Réputation
La question de la réputation est, dans les années 1660, un des sujets de préoccupation essentiels du public mondain auquel s’adressent Les Nouvelles Nouvelles de Donneau de Visé.
Au sein du scandale des Fouquetleaks, l’affaire Menneville, en mettant en pleine lumière les terribles conséquences d’un effondrement de la réputation d’une personne en vue de la cour, a rappelé, dès le début de la décennie, l’importance extrême de la bonne renommée parmi les pairs et, plus largement, au sein de ce qu’on identifie alors comme le « public ». Les années suivantes voient dès lors fleurir les réflexions et les débats sur la nature et les fondements de la réputation.

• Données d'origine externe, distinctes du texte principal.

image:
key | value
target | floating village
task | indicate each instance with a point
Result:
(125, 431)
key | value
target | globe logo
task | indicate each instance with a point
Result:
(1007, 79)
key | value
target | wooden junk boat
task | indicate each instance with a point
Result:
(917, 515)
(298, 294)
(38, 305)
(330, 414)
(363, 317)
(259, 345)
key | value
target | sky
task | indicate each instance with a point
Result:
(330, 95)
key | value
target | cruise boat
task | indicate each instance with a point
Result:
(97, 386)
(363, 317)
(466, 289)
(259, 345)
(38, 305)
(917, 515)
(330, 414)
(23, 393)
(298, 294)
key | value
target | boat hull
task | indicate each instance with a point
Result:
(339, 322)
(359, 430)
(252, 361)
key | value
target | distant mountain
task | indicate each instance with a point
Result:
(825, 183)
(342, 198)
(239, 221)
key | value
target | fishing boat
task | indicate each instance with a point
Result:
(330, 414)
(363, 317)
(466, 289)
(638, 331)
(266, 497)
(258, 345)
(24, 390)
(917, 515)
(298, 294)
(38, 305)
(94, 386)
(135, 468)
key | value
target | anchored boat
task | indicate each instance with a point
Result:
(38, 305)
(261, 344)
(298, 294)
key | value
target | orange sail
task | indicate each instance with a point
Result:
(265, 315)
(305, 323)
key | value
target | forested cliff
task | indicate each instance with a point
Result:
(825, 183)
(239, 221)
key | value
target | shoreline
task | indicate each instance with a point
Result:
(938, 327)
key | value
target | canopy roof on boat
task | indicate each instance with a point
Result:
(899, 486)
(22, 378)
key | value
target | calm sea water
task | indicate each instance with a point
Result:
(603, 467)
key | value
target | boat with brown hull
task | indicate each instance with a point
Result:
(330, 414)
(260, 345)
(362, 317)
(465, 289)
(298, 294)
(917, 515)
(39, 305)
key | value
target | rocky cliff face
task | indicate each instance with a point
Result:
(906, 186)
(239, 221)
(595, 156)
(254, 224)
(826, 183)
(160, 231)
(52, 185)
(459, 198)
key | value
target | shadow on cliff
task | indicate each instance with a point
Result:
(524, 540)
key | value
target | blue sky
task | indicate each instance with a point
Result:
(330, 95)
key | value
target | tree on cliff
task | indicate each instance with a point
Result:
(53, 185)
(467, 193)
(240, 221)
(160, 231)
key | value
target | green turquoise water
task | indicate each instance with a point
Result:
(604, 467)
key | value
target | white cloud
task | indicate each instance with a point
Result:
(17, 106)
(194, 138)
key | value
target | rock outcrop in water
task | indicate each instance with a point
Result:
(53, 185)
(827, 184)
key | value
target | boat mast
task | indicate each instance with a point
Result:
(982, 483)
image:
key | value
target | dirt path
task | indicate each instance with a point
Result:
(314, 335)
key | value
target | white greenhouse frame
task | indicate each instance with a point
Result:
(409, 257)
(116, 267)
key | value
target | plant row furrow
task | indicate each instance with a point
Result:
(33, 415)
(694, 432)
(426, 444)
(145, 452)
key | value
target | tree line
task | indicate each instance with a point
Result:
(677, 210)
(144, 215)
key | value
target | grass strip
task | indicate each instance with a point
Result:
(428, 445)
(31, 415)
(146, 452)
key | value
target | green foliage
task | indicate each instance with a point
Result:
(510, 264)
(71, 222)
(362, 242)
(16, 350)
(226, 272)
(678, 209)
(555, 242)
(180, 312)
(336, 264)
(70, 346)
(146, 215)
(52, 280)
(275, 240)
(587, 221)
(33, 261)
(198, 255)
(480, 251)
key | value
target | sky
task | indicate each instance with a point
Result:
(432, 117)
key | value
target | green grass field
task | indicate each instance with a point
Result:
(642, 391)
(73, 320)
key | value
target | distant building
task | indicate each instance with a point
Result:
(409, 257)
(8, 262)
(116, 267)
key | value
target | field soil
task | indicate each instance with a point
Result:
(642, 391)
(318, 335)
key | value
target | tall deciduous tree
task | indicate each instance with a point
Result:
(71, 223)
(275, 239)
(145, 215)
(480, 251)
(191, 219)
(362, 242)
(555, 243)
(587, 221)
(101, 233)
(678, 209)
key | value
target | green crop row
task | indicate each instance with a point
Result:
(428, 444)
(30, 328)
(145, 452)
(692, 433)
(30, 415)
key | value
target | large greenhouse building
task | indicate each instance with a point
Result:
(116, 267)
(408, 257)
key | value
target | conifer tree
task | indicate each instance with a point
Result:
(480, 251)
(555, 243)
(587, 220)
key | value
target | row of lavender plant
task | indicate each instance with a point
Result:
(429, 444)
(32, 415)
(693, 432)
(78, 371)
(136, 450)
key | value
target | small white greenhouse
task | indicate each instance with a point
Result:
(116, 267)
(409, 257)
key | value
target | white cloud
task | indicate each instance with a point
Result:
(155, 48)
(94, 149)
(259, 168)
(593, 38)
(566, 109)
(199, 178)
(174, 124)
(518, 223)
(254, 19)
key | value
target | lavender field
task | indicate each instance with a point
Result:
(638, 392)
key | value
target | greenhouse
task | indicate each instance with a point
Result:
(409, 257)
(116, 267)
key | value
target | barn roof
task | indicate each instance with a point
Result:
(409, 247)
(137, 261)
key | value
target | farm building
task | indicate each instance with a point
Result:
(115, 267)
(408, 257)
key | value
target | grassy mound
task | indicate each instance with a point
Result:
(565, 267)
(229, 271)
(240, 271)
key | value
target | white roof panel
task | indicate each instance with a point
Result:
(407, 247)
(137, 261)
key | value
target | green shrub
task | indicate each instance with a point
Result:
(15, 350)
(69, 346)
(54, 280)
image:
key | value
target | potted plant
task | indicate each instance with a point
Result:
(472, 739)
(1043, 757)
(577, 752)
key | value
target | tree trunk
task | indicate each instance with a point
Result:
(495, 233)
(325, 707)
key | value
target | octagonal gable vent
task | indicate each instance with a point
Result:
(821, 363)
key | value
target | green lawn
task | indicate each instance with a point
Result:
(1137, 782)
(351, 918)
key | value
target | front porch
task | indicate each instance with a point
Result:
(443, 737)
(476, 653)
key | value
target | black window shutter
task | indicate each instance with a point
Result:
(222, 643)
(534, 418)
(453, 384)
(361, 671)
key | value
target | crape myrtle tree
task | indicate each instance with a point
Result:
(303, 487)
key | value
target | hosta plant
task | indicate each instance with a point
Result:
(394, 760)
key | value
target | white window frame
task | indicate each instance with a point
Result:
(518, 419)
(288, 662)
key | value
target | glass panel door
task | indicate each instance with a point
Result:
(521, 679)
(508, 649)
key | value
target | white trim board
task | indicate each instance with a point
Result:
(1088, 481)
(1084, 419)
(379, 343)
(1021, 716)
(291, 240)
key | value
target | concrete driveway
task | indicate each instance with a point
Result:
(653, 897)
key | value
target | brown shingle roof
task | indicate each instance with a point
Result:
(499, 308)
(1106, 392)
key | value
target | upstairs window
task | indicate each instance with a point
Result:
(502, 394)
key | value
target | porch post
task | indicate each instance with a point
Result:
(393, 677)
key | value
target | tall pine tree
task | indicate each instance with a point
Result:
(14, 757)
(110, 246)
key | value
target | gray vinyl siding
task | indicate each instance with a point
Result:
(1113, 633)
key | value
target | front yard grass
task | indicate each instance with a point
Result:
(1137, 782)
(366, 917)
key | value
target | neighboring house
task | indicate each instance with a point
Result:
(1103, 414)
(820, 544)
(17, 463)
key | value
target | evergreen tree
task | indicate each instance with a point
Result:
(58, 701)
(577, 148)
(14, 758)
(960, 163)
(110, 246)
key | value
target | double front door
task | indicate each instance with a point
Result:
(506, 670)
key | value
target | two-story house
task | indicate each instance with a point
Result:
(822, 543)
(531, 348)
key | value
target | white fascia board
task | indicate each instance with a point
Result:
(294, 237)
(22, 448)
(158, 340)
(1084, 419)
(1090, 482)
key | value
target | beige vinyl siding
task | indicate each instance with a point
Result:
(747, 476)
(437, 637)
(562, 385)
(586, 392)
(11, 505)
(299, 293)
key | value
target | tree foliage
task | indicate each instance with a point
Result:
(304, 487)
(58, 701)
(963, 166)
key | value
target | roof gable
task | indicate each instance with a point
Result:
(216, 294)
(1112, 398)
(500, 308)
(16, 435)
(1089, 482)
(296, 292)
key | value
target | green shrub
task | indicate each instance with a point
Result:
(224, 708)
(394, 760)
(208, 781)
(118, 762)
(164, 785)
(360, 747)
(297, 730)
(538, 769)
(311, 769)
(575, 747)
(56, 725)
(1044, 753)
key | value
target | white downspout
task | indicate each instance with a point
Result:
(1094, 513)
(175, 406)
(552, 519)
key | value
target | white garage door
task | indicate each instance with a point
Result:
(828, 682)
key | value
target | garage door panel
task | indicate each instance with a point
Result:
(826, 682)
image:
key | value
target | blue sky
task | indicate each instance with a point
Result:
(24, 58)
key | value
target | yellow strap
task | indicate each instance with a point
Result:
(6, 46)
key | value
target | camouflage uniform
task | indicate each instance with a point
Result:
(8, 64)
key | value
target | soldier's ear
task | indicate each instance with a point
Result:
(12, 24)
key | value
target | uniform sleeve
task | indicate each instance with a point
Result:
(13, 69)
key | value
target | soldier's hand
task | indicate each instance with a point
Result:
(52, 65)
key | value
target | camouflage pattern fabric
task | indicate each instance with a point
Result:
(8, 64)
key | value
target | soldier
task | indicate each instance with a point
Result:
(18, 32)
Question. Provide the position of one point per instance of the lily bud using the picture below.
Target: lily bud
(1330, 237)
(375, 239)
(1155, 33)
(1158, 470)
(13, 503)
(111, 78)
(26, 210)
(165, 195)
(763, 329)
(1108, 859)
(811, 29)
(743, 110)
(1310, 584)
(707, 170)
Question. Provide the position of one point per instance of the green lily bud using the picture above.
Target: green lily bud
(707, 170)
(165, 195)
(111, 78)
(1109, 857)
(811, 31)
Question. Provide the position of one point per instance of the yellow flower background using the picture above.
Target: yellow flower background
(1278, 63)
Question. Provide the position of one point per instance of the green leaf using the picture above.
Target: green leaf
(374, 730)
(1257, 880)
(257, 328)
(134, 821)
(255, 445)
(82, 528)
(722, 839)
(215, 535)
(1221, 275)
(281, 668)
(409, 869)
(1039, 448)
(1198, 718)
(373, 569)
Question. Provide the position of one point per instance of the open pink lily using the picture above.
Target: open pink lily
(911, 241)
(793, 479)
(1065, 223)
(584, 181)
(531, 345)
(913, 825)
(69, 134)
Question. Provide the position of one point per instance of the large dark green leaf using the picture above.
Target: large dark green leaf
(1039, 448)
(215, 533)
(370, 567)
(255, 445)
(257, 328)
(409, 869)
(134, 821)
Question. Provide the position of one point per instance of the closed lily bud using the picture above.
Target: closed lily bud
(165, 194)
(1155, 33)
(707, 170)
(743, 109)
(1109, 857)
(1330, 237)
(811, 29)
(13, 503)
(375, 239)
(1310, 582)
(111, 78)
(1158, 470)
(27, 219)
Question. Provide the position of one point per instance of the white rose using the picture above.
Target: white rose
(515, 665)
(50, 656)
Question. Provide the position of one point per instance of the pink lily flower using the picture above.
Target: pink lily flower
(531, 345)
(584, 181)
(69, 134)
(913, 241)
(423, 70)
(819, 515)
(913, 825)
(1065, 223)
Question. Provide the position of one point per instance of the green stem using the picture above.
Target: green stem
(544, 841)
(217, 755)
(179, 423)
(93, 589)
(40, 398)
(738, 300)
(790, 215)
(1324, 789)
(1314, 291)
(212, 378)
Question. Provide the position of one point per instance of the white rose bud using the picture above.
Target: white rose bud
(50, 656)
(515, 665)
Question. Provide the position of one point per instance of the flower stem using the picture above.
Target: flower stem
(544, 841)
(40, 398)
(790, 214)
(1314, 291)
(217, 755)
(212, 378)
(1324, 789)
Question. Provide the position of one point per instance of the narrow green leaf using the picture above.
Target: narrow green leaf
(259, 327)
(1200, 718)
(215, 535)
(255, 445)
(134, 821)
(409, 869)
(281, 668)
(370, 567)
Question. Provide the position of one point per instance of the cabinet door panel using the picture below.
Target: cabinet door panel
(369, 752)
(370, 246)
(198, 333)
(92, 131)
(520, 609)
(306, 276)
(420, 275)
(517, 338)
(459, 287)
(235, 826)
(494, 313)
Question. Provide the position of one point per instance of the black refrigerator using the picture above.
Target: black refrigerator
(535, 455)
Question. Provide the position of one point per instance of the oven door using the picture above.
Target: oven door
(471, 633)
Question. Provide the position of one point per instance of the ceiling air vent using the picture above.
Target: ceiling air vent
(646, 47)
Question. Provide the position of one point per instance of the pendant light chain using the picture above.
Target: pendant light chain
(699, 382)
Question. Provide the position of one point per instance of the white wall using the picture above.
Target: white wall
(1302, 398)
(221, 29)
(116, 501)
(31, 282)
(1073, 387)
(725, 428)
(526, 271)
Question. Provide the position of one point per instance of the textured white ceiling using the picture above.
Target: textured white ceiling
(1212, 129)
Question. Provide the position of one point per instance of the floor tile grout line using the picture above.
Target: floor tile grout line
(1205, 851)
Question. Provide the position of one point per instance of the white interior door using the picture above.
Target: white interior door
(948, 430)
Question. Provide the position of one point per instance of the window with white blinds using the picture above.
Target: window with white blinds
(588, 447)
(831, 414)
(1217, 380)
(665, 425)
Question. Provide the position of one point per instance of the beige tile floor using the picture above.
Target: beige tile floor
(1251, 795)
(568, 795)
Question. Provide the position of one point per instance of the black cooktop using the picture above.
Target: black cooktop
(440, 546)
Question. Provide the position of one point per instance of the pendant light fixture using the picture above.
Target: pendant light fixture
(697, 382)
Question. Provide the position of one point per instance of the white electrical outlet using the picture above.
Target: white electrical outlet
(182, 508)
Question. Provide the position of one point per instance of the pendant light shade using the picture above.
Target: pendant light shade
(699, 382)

Une ancienne question d’une actualité brûlante
Les ouvrages de fiction et les traités moraux inspirés par la culture de cour ont toujours accordé une importance primordiale à la réputation et, tout particulièrement, à ce qu’on appelle « l’honneur des dames ». L’honneur féminin est menacé par les tentatives de séduction masculines, même lorsque celles-ci sont rebutées sans la moindre ambiguïté. Il suffit, pour créer le soupçon, de « publier » ses hommages, ainsi que l’énonce clairement la « Justification de l’amour », l’un des nombreux textes qui, aux alentours de 1660, s’attachent à explorer, sur le mode léger et spirituel, les multiples composantes et implications du sentiment amoureux :
« Les mêmes devoirs par lesquels nous témoignons de notre amour à une
femme nous trahissent, les découvrant aux autres, et ainsi nuisent à sa réputation et
choquent son honneur »
(Recueil des pièces en prose les plus agréables de ce
temps, t. III, 1660, p. 306)
Il importe dès lors d’éviter à tout prix la divulgation de ce qui doit rester de
l’ordre du secret, en
particulier si la tentative masculine est illégitime. La nouvelle 4 de
L’Heptaméron de Marguerite de Navarre avait mis en scène ce paradoxe.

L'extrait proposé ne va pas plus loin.